Da fuori ci vedono così: siamo diventati i ragazzi e le ragazze entusiasti, contraddistinti da determinazione, energia e un po’ di arroganza, che sprezzando la parola impossibile hanno portato milioni di persone nelle piazze e per le strade di qualsiasi città.

Da fuori ci vedono decisi, forti, come se nulla ci possa fermare, come se nulla ci possa far male; come se vivessimo la nostra vita all’insegna di striscioni e cori.

Da fuori spesso si pensa a noi come a un gruppo di individui lontani da tutto e tutti, come se nel mondo esistessero persone normali e attivisti, e come se questi ultimi fossero tutti uguali, sempre entusiasti, come se non provassero altre emozioni; si pensa a noi come a dei robot, che nella vita hanno un compito che eseguono in modo naturale, restando imperturbabili.

Da fuori spesso ci si dimentica: ci si dimentica che attivista è un ruolo, non uno stato d’animo o un modo di essere. Ci si dimentica che anche noi abbiamo i nostri giorni no, che anche noi ci sentiamo feriti, che anche noi abbiamo paura, Dio mio se abbiamo paura. 

Siamo ragazzi e ragazze che combattono contro il tempo, contro qualcosa di più grande di loro. Dedichiamo la maggior parte delle nostre giornate, la maggior parte delle nostre energie ad una lotta con un esito incerto, con un esito che non dipende da noi, passiamo ore ed ore con l’unico obiettivo di fare il massimo per salvarci, per salvare ciò che di noi ancora rimane.

Ma se non fosse abbastanza?
Se ci ritrovassimo un giorno costretti a svegliarci con la consapevolezza di star andando verso l’estinzione e di non poter fare più nulla? Con la consapevolezza degli eventi catastrofici che stanno per travolgerci, e costretti a non poter fare altro che accettarli? 

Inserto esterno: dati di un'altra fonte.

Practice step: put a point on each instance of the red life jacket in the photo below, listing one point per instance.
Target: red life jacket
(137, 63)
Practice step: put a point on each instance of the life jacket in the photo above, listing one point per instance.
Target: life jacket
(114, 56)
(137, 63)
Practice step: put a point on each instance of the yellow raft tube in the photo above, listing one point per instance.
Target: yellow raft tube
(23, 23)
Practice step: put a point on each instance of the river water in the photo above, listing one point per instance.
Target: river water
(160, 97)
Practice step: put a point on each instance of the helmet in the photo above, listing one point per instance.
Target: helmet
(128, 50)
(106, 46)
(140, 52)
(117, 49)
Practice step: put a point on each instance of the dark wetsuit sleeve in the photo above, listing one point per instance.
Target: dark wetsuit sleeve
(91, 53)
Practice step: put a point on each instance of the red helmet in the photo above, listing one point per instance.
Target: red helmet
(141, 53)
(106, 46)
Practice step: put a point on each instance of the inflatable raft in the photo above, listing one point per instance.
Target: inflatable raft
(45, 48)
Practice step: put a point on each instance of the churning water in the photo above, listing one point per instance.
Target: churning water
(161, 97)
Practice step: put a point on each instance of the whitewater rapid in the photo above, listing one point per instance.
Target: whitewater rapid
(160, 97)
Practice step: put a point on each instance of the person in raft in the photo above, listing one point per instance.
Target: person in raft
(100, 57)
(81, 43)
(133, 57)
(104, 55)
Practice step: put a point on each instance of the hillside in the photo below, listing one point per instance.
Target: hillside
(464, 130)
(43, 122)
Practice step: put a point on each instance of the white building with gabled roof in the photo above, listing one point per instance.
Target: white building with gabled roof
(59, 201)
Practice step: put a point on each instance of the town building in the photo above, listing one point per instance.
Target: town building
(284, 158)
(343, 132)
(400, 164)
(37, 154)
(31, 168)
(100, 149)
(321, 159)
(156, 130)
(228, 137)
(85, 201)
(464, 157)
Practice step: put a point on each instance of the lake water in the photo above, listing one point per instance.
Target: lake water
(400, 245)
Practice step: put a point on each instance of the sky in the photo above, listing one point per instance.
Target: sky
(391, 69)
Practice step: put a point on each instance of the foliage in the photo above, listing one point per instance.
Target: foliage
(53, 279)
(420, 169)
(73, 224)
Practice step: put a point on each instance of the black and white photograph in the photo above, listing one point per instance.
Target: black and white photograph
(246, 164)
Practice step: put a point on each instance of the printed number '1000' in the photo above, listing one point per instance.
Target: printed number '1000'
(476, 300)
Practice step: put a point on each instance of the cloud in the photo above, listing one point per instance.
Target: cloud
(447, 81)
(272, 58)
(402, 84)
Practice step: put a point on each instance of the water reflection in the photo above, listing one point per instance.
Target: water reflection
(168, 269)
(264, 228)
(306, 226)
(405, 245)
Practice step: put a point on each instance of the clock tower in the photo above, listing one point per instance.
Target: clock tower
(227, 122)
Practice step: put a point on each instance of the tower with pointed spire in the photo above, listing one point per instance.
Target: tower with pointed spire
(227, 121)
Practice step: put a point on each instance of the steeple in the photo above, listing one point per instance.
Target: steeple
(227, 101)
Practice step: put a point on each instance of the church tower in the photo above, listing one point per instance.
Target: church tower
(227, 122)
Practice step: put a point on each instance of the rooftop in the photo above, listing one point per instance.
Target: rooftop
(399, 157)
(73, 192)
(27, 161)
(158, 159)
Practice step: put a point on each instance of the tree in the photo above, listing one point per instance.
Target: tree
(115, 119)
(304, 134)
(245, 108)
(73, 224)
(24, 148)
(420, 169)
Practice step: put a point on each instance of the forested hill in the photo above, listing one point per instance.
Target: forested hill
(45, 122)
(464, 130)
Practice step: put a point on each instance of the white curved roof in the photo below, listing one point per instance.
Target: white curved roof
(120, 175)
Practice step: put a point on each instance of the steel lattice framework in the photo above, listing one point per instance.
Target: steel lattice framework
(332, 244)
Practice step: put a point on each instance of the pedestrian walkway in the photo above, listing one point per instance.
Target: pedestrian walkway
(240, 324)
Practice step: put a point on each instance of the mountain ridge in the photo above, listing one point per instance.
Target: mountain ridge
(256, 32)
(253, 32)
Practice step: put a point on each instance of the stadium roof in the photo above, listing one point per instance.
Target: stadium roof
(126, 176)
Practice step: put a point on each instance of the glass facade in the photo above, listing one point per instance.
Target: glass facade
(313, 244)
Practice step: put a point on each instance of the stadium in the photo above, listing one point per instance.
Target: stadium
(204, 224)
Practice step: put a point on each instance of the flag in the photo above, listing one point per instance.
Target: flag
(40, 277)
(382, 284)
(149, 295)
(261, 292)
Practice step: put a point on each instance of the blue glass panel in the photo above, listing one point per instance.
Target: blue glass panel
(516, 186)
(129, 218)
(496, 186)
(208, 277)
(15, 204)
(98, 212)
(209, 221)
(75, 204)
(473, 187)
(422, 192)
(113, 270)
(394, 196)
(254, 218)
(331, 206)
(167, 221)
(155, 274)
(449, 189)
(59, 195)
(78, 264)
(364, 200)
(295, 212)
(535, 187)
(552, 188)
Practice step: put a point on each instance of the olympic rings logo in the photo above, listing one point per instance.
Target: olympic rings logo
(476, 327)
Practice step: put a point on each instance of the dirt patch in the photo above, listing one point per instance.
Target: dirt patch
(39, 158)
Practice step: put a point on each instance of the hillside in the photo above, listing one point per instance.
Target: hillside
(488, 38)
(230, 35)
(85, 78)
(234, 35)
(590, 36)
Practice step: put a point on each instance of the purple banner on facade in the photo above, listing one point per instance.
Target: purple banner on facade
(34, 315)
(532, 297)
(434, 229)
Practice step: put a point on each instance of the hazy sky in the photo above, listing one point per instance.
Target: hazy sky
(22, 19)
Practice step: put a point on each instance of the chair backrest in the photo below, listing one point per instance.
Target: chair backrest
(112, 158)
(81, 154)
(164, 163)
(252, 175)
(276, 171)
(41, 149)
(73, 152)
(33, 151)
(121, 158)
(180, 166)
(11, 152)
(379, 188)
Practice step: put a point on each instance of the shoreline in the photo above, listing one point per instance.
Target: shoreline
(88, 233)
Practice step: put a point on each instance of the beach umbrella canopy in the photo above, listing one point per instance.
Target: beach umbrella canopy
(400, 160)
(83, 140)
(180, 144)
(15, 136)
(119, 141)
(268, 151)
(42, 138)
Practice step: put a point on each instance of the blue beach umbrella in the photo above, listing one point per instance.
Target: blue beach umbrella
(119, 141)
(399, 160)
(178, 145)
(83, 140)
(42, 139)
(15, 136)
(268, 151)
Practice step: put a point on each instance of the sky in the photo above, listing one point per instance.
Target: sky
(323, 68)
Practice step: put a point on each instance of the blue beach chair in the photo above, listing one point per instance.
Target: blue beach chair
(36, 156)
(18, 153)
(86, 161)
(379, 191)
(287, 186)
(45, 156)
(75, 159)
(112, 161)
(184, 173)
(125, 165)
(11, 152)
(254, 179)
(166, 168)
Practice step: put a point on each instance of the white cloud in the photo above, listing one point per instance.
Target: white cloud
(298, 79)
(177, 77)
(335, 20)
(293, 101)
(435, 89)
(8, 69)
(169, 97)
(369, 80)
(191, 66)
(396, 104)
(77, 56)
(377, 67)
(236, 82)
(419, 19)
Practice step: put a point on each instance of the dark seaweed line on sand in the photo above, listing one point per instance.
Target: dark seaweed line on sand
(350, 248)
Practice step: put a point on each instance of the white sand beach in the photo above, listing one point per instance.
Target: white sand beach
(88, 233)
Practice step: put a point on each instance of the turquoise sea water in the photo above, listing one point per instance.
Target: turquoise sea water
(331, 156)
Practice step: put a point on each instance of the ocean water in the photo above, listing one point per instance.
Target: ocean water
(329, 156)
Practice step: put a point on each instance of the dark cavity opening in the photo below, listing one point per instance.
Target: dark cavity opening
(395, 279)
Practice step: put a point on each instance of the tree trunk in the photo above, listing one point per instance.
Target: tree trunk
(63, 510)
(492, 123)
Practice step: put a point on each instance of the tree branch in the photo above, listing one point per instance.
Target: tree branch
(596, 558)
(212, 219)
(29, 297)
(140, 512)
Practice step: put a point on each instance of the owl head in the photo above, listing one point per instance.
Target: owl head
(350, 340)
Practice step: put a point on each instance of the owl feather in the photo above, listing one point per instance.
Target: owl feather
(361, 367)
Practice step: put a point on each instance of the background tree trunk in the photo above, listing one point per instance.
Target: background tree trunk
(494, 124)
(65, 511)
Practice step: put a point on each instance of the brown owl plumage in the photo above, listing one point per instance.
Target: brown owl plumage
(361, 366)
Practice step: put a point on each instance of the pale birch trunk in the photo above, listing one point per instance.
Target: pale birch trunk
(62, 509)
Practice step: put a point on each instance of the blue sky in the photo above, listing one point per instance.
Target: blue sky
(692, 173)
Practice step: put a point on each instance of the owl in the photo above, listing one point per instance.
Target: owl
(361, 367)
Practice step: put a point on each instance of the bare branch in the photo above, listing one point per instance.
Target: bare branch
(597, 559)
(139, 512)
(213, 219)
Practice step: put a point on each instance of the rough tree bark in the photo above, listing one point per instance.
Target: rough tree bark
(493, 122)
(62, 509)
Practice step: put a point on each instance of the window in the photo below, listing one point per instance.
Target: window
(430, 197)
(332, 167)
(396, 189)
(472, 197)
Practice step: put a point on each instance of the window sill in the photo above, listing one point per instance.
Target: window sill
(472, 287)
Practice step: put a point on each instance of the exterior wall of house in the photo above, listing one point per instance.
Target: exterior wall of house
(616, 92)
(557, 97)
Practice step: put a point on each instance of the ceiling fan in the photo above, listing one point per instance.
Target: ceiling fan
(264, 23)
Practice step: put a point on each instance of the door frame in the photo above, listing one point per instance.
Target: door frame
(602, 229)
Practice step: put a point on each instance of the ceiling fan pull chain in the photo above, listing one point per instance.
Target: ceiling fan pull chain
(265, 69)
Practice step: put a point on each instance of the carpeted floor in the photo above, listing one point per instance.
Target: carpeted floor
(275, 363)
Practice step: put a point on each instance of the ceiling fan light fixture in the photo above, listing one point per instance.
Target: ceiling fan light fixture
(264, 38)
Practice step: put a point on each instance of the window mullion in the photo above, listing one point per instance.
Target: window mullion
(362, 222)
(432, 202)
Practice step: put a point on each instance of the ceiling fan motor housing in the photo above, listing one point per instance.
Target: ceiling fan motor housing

È questo che fa paura. Una paura diversa, che non si può spiegare.

Viviamo con un timer nella testa, un ticchettio assordante che ci ricorda che non abbiamo tutta la vita per fare qualcosa, che non c’è tempo, che dobbiamo muoverci.

La vita da attivista non è sempre rosea, si è consapevoli di tutto ciò che sta andando storto, di tutto ciò che ancora potrebbe andarci, storto. Ci si sente ignorati, inascoltati, si sente di avere le ore contate: sono cose che fanno paura. 

Questa paura ha un nome, si chiama eco-ansia, e no, non è una battuta. Questa è la realtà che centinaia di persone si trovano a vivere giorno dopo giorno, mentre questa battaglia contro il tempo si fa sempre più difficile.

L’eco-ansia può essere definita come: “manifestare senso di perdita, mancanza di speranza e frustrazione dovuta all’incapacità di adattarsi al cambiamento climatico”.
L’eco-ansia ha tante forme, tante quante le persone che si trovano a convivere con lei. 
L’eco ansia può bloccare e impedire di agire. Ma l’eco-ansia può anche portare ad agire. Si può imparare a portarla appresso. E allora accade qualcosa. L’eco-ansia incontra altre eco-ansie. Scopre di non essere sola. Agisce. Le eco-ansie agiscono insieme. 

Anche se sarebbe ingenuo pensare che possa scomparire così, senza lasciare alcuna traccia, l’eco-ansia forse diventa più piccola. O, meglio, è lo spazio intorno a lei che diventa più grande. Lo spazio si allarga e l’eco-ansia non lo riempie più tutto quanto. 

E sì, siamo sempre gli stessi ragazzi e ragazze entusiasti, energici, con una determinazione e consapevolezza che vengono spesso scambiate per arroganza; siamo le stesse persone che si emozionano agli scioperi globali, che non vedono l’ora di poter portare avanti le proprie rivendicazioni, di poter dare uno spazio alla scienza e alle nuove generazioni.

Ma c’è un’altra parte della storia che non bisogna trascurare. 

C’è una parte chiamata eco-ansia che fa spesso paura. Ma se ci uniamo per lottare insieme per un cambiamento sistemico le nostre eco-ansie saranno più facili da portare appresso.